Zoned block device support
New feature description
Zoned block device is a class of block devices with sequential write constraints: in each device-specific typically several hundreds MB zones, write must be sequential starting at the current write pointer. Common zoned devices are host-managed SMR disks and ZNS NVME drives. Kernel dm-crypt already supports zoned block devices since 5.9 in this patch, on CONFIG_BLK_DEV_ZONED=y
, which is the default for most distributions.
But currently cryptsetup luksFormat
and also other header modification operations do not work on zoned devices, presumably due to non-sequential writes in the zone containing the LUKS header.
To reproduce, first setup an emulated zoned block device using null_blk
module. Here's a script to create /dev/nullb0
in memory with 8GiB size, 128MiB zone size and 4KiB block size.

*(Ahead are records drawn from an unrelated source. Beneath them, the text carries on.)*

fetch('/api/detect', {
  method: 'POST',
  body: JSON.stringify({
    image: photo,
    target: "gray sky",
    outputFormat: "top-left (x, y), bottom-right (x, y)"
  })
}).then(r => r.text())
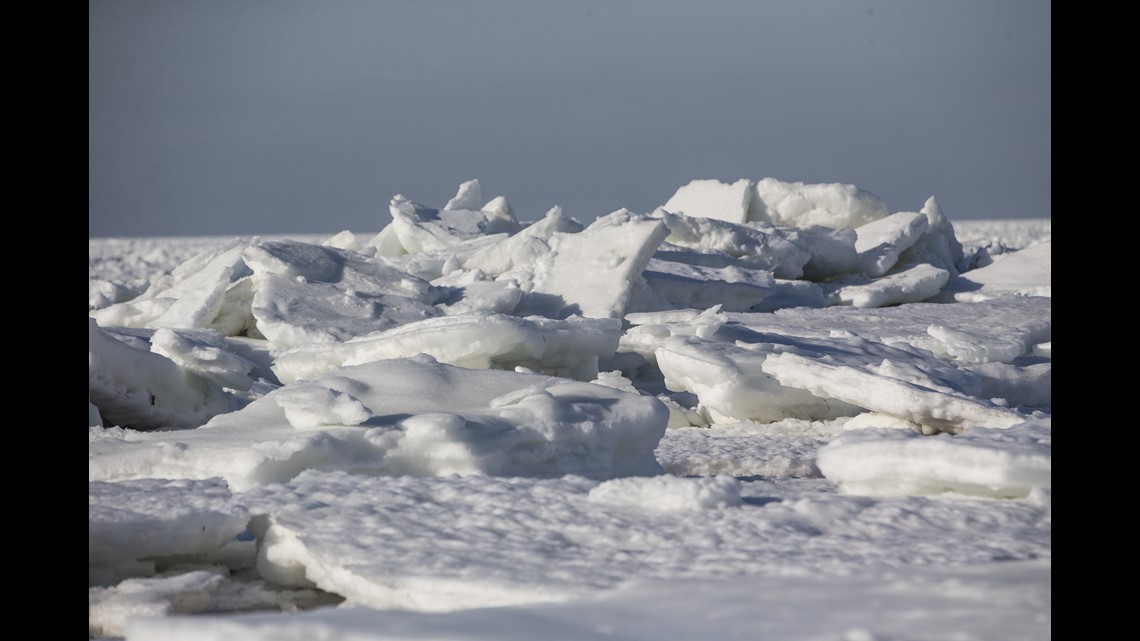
top-left (88, 0), bottom-right (1052, 237)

It is modified from the script in https://lwn.net/Articles/836726/
#!/usr/bin/env bash
set -eo pipefail
sysfs=/sys/kernel/config/nullb/nullb0
if [[ -d $sysfs ]]; then
echo 0 > "${sysfs}"/power
rmdir $sysfs
fi
lsmod | grep -q null_blk && rmmod null_blk
modprobe null_blk nr_devices=0
mkdir "${sysfs}"
echo 8192 > "${sysfs}"/size # MiB
echo 1 > "${sysfs}"/zoned
echo 0 > "${sysfs}"/zone_nr_conv
echo 128 > "${sysfs}"/zone_size # MiB
echo 1 > "${sysfs}"/memory_backed
echo 4096 > "${sysfs}"/blocksize
echo 1 > "${sysfs}"/power
udevadm settle
Then cryptsetup luksFormat
on it will result in an write error.
# cryptsetup luksFormat /dev/nullb0
WARNING!
========
This will overwrite data on /dev/nullb0 irrevocably.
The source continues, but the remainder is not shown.